Newton's third law of motion states that for every action, there is an equal and opposite reaction. I'm a physics nerd, but I wish Newton had spent a little time studying people. Sometimes what should be equal and opposite reactions are a bit...uneven when it comes to people.
In the middle of the night, I heard that clanging of bells. From the sound of it, a few dozen of them. There's electricity here, but it's limited and not enough to power floodlights. So the people of Georgetown set up an ingenious early warning system: bells hooked up to tripwires.
We were told within the first ten minutes of being here to listen for the bells, what they meant. So when the team and I heard them, we reacted. We've been warned not to try to insert ourselves into defensive formations, for our safety as much as the people in them. We haven't drilled with them and would probably throw their rhythm off.

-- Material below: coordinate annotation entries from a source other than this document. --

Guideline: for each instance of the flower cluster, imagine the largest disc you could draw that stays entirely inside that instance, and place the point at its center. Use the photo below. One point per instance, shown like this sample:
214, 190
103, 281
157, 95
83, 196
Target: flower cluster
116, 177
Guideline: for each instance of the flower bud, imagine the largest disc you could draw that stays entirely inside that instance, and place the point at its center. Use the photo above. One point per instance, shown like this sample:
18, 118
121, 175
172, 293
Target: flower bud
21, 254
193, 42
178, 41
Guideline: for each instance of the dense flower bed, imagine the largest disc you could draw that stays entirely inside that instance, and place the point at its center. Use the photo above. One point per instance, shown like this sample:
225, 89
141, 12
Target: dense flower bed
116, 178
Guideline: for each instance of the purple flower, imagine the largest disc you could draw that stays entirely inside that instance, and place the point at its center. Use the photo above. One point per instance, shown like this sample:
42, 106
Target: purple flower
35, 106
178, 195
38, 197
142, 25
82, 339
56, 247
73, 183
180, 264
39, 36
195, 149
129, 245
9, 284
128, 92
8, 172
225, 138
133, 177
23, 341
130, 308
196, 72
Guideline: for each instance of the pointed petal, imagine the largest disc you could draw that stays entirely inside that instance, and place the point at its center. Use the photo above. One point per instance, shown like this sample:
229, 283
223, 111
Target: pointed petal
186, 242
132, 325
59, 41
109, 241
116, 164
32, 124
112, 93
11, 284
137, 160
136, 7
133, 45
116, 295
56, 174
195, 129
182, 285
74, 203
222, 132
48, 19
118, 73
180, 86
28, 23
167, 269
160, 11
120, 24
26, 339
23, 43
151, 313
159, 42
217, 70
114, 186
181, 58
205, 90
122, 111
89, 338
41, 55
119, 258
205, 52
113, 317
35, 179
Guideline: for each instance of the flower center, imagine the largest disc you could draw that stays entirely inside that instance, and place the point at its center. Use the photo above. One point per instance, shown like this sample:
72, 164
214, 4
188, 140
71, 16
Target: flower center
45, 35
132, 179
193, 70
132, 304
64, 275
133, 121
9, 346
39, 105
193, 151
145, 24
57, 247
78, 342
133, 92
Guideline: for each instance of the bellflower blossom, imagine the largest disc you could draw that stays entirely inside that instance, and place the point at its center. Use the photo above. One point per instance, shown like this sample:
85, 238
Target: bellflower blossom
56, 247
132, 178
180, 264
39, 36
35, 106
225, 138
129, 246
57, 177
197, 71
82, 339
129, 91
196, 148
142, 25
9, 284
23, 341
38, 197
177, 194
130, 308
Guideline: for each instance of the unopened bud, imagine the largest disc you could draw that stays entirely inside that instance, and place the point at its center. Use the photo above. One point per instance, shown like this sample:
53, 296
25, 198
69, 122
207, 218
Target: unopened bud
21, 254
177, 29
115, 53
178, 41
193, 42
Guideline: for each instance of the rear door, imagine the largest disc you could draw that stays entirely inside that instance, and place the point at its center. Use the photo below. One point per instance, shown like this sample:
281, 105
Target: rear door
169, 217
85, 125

Fortunately, the company that built this place back before The Fall wasn't very creative with the housing they put in place for the workers. The on-site dwellings are uniform and flat-roofed, and the Georgetown natives were smart to choose to live in them and build their wall nearby. We climbed onto the roofs, the team and I, and used our bows to great effect.
From our perch on the roof closest to where zombies were coming over the wall, we could see the field. A few men had set up large, battery powered lights. New Breed zombies were moving across the land outside, repeating their trick of dragging and carrying long pieces of trees with them. Groups of them set the logs against the wall, running up them and leaping over the wicked spikes on top of the barrier in front of them. The section they'd chosen to attack had fewer defensive measures on top than others. A weak spot, one I'm sure was deliberate to invite attack at a place where the inner defenses were strongest.
My team and I, using our bows, had good luck picking off zombies as they ran toward the top of the wall. After a few minutes I noticed other groups doing the same from other rooftops. They even threw us more arrows when we started to run low.
Seeing the wall was covered, I ordered the team to start choosing targets down below. Enough zombies managed to get over the wall that the fighting had spread more than fifty feet in toward the center of town. We had to be careful, obviously. We didn't try to take down any zombies that were actively engaged with defensive groups.
At least, not until a few of the zombies started running up the backs of their counterparts and landing inside the hollow defensive squares. Then we didn't have much choice.
It was a bad night. We finally cleared them, but Georgetown lost twenty people. The survivors seem as stoic about their losses as they are about everything else. I haven't seen a tear fall yet.